Önce kısa kısa kitaptan bahsedeyim. 

4 kısımdan oluşuyor.
-Yetmişler
-Seksenler
-Doksanlar
-Yeni Bin Yıl


Gelen yorumlara bakılırsa yetmişleri falan çok iyi tarif etmiş Kristin. Ben yeni bin yıl çocuğu olduğum için kitabın o tarafı hakkında yorum yapmayacağım. Yalan yanlış şeyler söylemek istemiyorum. Zaten okurken ortamdan çok kadınların yaşadıklarına odaklandım.


Birbiriyle uzaktan yakından alakası olmayan iki kızın hikayesi anlatılmış. Tallulah Hart -Tully (Kate'in deyişiyle Tropik Fırtına Tully) annesiyle birlikte Kate'in oturduğu sokağa taşınıyor. Tully'nin başına gelen kötü bir olay ve Kate'in -Kate Mularkey- onu teselli etmesiyle dostlukları başlıyor. Pasif bir kız olan Kate, Tully'nin sihirli dokunuşlarıyla adeta yeniden doğuyor.

Arkadaşlıkları aynı üniversiteye gidip aynı eğitimi almalarıyla daha da pekişiyor. Tully gönül eğlendirme peşindeyken Kate gerçek aşkını arıyor. Tully aşka inanmadığı için ve mesleğinde zirveye çıkmayı amaçladığından ona engel olacak her şeyden uzak duruyor. Evlilik ve çocuk sahibi olma gibi.

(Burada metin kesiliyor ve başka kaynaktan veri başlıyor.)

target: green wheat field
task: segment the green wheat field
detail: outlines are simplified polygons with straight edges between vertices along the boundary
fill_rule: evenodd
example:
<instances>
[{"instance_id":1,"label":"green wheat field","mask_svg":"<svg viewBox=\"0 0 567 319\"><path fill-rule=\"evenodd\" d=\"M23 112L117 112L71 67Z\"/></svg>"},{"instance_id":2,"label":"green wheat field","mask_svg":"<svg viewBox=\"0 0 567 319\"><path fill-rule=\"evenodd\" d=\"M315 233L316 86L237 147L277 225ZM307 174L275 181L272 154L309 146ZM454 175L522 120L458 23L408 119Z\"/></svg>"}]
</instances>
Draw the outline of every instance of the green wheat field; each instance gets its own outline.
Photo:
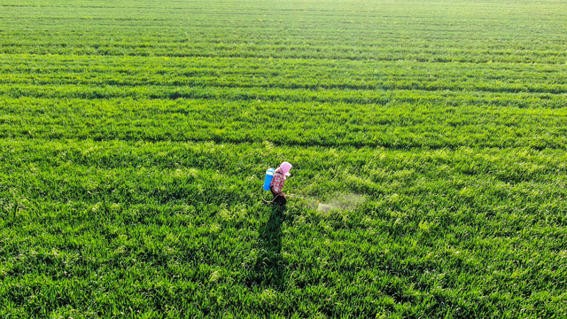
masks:
<instances>
[{"instance_id":1,"label":"green wheat field","mask_svg":"<svg viewBox=\"0 0 567 319\"><path fill-rule=\"evenodd\" d=\"M563 0L0 0L1 318L565 318L566 183Z\"/></svg>"}]
</instances>

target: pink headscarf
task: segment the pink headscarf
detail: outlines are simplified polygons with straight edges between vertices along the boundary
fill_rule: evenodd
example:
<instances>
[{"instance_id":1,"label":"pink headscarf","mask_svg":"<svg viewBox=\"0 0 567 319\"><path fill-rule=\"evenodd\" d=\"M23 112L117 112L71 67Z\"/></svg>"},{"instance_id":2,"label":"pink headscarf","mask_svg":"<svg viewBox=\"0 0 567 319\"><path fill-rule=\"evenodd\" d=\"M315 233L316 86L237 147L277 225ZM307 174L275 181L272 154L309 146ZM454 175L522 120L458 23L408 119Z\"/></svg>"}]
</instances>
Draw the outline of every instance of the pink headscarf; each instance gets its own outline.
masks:
<instances>
[{"instance_id":1,"label":"pink headscarf","mask_svg":"<svg viewBox=\"0 0 567 319\"><path fill-rule=\"evenodd\" d=\"M291 167L292 167L291 164L288 162L284 162L282 163L282 165L280 165L280 169L282 169L282 173L284 173L284 179L285 179L285 176L288 175L288 173L290 173L290 169L291 169Z\"/></svg>"}]
</instances>

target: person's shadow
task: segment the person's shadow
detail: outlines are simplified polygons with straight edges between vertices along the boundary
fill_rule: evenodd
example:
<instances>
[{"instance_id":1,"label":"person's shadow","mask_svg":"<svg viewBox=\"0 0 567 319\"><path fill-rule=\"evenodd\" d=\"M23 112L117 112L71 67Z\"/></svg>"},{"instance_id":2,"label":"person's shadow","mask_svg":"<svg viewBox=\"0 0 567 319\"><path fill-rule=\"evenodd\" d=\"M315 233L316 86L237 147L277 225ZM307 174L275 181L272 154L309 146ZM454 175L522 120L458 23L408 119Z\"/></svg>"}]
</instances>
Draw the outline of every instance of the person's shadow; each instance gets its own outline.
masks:
<instances>
[{"instance_id":1,"label":"person's shadow","mask_svg":"<svg viewBox=\"0 0 567 319\"><path fill-rule=\"evenodd\" d=\"M259 250L252 282L263 287L282 289L285 284L285 261L282 258L282 224L285 207L275 206L268 222L259 230Z\"/></svg>"}]
</instances>

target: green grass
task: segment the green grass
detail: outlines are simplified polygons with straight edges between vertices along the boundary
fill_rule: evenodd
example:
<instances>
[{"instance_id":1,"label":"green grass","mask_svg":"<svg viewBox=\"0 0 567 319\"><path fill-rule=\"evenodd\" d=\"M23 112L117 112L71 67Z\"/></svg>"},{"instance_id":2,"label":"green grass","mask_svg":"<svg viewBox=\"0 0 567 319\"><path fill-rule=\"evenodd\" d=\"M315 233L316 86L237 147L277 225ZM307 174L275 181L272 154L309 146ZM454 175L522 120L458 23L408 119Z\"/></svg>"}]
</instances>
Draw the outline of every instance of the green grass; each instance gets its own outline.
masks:
<instances>
[{"instance_id":1,"label":"green grass","mask_svg":"<svg viewBox=\"0 0 567 319\"><path fill-rule=\"evenodd\" d=\"M0 317L567 316L561 1L0 0ZM265 205L283 160L338 208Z\"/></svg>"}]
</instances>

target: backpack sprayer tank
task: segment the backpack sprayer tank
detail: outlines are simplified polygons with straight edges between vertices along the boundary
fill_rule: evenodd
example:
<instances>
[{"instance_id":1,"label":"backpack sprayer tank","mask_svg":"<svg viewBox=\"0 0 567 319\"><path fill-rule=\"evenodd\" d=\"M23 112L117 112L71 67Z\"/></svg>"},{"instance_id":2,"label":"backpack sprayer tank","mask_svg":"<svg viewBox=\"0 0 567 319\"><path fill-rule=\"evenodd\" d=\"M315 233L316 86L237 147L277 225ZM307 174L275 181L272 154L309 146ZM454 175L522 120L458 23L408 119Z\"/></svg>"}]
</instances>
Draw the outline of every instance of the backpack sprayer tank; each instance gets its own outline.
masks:
<instances>
[{"instance_id":1,"label":"backpack sprayer tank","mask_svg":"<svg viewBox=\"0 0 567 319\"><path fill-rule=\"evenodd\" d=\"M266 171L266 178L264 179L264 191L269 191L269 183L274 178L274 168L268 168Z\"/></svg>"}]
</instances>

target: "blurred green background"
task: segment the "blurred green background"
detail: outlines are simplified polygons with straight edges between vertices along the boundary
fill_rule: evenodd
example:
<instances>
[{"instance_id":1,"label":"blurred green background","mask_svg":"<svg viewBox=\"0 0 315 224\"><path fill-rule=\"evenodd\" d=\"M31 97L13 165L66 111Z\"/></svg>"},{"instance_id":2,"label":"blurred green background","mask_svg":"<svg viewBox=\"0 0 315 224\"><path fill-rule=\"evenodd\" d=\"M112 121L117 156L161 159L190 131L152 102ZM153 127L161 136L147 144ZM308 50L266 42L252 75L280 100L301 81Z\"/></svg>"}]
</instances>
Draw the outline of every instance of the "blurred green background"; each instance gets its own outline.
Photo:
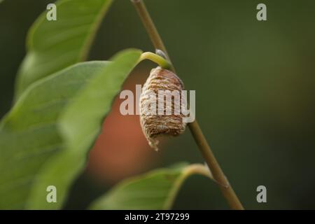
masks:
<instances>
[{"instance_id":1,"label":"blurred green background","mask_svg":"<svg viewBox=\"0 0 315 224\"><path fill-rule=\"evenodd\" d=\"M0 5L1 117L11 106L27 31L51 1ZM259 3L267 5L267 21L256 20ZM196 90L200 125L245 208L315 209L315 1L146 4L186 88ZM106 59L130 47L154 51L132 4L116 0L90 59ZM144 169L203 162L188 130L169 139L156 156L158 161ZM85 172L74 183L65 209L84 209L113 184ZM267 187L267 203L256 201L260 185ZM174 206L227 208L218 187L201 176L186 181Z\"/></svg>"}]
</instances>

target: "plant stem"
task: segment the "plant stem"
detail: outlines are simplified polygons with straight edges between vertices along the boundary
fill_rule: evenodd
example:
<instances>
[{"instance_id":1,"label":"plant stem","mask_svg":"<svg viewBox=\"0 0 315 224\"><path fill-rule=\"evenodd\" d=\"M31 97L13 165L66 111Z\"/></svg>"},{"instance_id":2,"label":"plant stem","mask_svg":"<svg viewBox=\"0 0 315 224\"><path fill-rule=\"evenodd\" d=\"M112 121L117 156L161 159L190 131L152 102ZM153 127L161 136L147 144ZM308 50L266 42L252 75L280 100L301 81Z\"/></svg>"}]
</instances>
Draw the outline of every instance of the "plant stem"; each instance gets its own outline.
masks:
<instances>
[{"instance_id":1,"label":"plant stem","mask_svg":"<svg viewBox=\"0 0 315 224\"><path fill-rule=\"evenodd\" d=\"M169 69L172 66L171 63L167 59L151 52L143 52L141 56L140 57L140 59L139 59L139 62L145 59L149 59L152 62L154 62L160 65L161 68L165 69Z\"/></svg>"},{"instance_id":2,"label":"plant stem","mask_svg":"<svg viewBox=\"0 0 315 224\"><path fill-rule=\"evenodd\" d=\"M131 1L134 4L134 7L136 8L138 14L142 20L144 27L146 28L146 30L148 32L154 47L155 49L162 50L166 54L167 59L171 62L163 41L158 32L158 30L146 8L144 3L142 0L131 0ZM172 66L170 69L175 72L174 66ZM229 183L227 178L225 177L219 164L214 157L214 155L212 153L212 150L210 148L210 146L209 146L208 142L206 141L206 139L204 137L198 122L197 122L197 120L191 123L189 123L188 127L202 156L204 157L212 173L214 179L218 183L218 186L227 200L227 204L232 209L243 210L244 207L241 205L241 203L236 195L233 188Z\"/></svg>"}]
</instances>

Çalıştığı yere daha sonradan Kate'i de aldırtıyor. Kate, patronu Johnny'ye aşık oluyor fakat o  Tully'den hoşlanıyor. Tully üniversite hocasından ayrıldıktan sonra Johnny ile ilişkiye giriyor. Kate'e o zamanlarda çok acıdım. Her neyse. Daha sonradan Tully Johnny'ye aralarında ciddi bir şey olamayacağını belli ettiğinde Kate harekete geçiyor ve bu sefer o Johnny ile yatıyor. (Ne coniymiş arkadaş!)

Sonra bunlar birbirine aşık oluyor. Kate hamile kalınca da evleniyorlar. İlk çocuğunu düşürüyor. :( Sonra bir kızı -Marah- oluyor. Çoook sonra da ikiz oğulları -William & Lucas- oluyor. (İkiz çocuklara her zaman bayılmışımdır nedense. Küçükken çok şeker oluyorlar. Çaktırmayın, çevremde hiç ikiz çocuk yok :/) Her neyse. Tully Marah'ya kendi kızıymış gibi davranıyor. Ben Kate'in yerinde olsaydım onu çoktan yollardım. Ve sonunda Tully öyle bir hata yapıyor ki Kate onunla tüm bağlantısını koparıyor. Ohh iyi de yapıyor.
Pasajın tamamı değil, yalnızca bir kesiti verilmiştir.